Ciudad Victoria, Tamaulipas.- Una mala atención médica a una mujer de 39 años de edad y que provocó la extracción de uno de sus riñones, derivó en una recomendación de la Comisión Nacional de los Derechos Humanos al IMSS en Tamaulipas.
De igual manera, se advirtieron omisiones a los lineamientos de la Norma Oficial Mexicana (NOM) Del Expediente Clínico, por parte del personal adscrito al HGZ-15 y al HGR-6, toda vez que no se colocó el nombre completo legible de la persona que elaboró algunas notas médicas, además de que no se encuentra integrada la nota médica del servicio de urología del 21 de julio de 2022, con lo cual se vulnera el derecho de la víctima y de sus familiares a conocer la verdad.
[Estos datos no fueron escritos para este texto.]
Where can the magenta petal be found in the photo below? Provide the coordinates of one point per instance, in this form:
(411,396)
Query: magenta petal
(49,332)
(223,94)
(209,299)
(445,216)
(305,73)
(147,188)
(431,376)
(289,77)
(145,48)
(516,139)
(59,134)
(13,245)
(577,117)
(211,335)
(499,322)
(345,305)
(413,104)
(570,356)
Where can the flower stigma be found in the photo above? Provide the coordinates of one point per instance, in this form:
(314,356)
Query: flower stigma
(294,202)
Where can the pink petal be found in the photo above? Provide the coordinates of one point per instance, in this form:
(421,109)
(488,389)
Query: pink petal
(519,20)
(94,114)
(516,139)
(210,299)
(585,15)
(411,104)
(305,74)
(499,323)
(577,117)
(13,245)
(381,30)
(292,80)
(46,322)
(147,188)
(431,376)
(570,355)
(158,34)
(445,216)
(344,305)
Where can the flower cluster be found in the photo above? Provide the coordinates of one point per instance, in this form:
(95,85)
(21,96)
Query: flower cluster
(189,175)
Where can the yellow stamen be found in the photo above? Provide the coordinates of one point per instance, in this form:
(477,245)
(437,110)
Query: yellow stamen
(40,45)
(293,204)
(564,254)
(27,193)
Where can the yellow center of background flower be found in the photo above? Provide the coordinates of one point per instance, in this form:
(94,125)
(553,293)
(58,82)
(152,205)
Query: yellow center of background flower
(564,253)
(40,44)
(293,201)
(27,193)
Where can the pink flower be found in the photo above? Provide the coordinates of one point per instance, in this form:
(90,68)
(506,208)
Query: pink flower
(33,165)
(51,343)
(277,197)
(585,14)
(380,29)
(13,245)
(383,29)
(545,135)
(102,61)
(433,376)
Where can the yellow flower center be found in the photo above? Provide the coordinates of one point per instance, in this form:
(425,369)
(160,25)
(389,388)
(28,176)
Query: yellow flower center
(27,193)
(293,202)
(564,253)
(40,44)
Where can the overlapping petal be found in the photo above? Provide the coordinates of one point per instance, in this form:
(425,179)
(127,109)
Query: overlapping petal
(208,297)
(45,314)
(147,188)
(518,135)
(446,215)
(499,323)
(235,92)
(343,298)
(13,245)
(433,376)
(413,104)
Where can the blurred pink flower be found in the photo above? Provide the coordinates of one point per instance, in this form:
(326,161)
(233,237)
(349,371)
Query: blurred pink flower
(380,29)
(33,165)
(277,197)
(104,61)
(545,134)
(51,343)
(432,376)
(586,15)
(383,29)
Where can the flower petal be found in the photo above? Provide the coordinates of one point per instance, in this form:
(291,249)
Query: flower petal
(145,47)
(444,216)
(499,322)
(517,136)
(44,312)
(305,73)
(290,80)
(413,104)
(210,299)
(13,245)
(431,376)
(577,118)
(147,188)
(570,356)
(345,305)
En la recomendación que emitió la CNDH, se conoce que se constató la responsabilidad del personal médico del Hospital General de Zona con Unidad Médica de Atención Ambulatoria número 15 (HGZ-15 en la Ciudad de Reynosa) y del Hospital General Regional número 6 (HGR6 ubicado en Ciudad Madero), ambos pertenecientes al Instituto Mexicano del Seguro Social (IMSS) en Tamaulipas.
El 7 de septiembre de 2022, se recibió en esta CNDH la queja de la víctima, quien manifestó que el 16 de mayo de ese año se le practicó en el HGR-6 un procedimiento quirúrgico para extirparle una piedra en el riñón.
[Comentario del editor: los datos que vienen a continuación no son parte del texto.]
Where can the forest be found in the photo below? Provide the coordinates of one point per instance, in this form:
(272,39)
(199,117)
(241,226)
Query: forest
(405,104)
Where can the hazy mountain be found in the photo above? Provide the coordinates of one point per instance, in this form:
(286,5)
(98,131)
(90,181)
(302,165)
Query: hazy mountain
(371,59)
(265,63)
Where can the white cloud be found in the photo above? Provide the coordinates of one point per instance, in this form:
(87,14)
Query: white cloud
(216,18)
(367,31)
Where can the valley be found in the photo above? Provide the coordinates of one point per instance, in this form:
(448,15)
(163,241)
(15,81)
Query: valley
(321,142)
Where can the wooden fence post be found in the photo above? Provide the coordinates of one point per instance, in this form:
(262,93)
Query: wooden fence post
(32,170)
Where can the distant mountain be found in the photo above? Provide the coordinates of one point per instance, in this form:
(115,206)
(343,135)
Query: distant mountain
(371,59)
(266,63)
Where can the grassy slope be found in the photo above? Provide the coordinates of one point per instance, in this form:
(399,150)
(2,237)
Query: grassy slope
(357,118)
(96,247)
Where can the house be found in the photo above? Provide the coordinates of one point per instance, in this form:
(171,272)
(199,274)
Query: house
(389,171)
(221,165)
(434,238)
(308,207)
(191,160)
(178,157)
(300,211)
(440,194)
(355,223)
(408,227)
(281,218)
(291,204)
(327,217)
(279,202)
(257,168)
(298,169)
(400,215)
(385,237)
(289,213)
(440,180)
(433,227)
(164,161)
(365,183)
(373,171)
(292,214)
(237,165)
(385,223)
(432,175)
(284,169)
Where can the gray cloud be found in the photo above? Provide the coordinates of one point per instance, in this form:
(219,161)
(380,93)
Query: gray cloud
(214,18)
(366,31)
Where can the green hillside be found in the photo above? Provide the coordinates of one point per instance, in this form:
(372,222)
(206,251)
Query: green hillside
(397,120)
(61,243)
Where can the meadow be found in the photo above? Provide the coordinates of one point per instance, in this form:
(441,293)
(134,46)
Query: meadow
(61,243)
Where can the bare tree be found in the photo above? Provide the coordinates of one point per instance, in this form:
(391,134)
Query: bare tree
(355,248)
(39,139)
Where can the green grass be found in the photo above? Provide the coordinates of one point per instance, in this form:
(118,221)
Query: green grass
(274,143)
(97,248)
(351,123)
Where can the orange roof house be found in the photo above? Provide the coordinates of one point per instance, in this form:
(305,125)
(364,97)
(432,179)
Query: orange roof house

Posteriormente, personas servidoras públicas de ese nosocomio le informaron que únicamente le habían retirado una parte, por lo cual le someterían a una segunda cirugía para extirparle la totalidad del cálculo renal; sin embargo, fue dada de alta sin que se le realizará la segunda intervención.
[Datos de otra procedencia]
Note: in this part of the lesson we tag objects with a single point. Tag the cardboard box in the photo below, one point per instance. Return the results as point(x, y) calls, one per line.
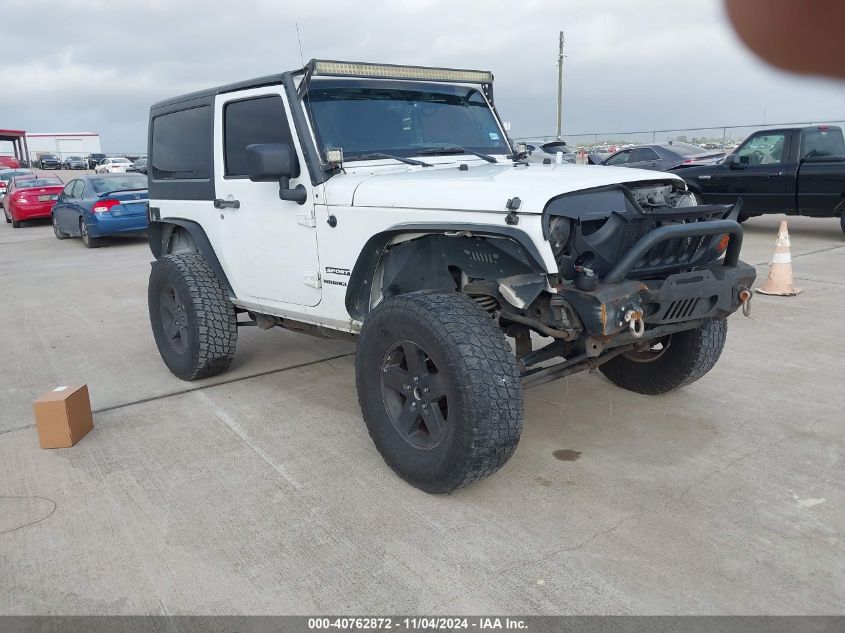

La víctima afirmó que después de la cirugía presentó constante dolor y fiebre, por lo que acudió en diversas ocasiones al HGZ-15, donde le informaron que, al parecer, se le había colocado un catéter infectado durante la cirugía.
Al continuar sus malestares, el 13 de julio de 2022 la canalizaron al HGR-6, donde la ingresaron en estado de shock; allí permaneció alrededor de una semana en el área de Urgencias. El 25 de julio de 2022, se le programó un procedimiento quirúrgico para observar el interior del uréter (uroscopia); no obstante,después de esa cirugía se le informó que le habían extirpado el riñón derecho, por lo cual solicitó la intervención de esta Comisión Nacional.
“A partir del análisis de estas evidencias, se pudo comprobar que el padecimiento de la víctima ameritaba la extracción completa de la piedra por cirugía abierta, la cual fue proyectada para el 16 de mayo de 2022 en el HGR-6, sin embargo, dicho procedimiento no se realizó y la persona médica tratante únicamente le colocó a la víctima un catéter “JJ” de lado derecho, sin que este remitiera el padecimiento de base, lo cual generó un deterioro progresivo del riñón e hizo necesaria su extirpación”.
Se destaca: “La atención brindada a la víctima los días 1 de junio y 2 de julio de 2022 en el servicio de Urgencias del HGZ-15 fue inadecuada, ya que no se consideró que, si bien había sido tratada quirúrgicamente, no se había resuelto su padecimiento, por lo que requería valoración por el Servicio de Urología; con la finalidad de descartar alguna complicación agregada; sin embargo, la persona médica tratante se limitó a administrar analgésico y a solicitar el egreso de la víctima de manera prematura, sin realizar ampliación de protocolo o referirla a otra unidad médica donde se contara con la especialidad de Urología”.
Por lo anterior, la CNDH constató que la víctima ha acudido en diversas ocasiones al HGZ-15 por infecciones en las vías urinarias a causa de la litiasis renal izquierda que padece, por lo que ha sido internada, situación que permite acreditar que las omisiones y falta de diligencia en que incurrieron las personas médicas que la atendieron alteraron su proyecto de vida, ocasionando cambios en su actividad laboral, así como en el ejercicio de otros derechos humanos.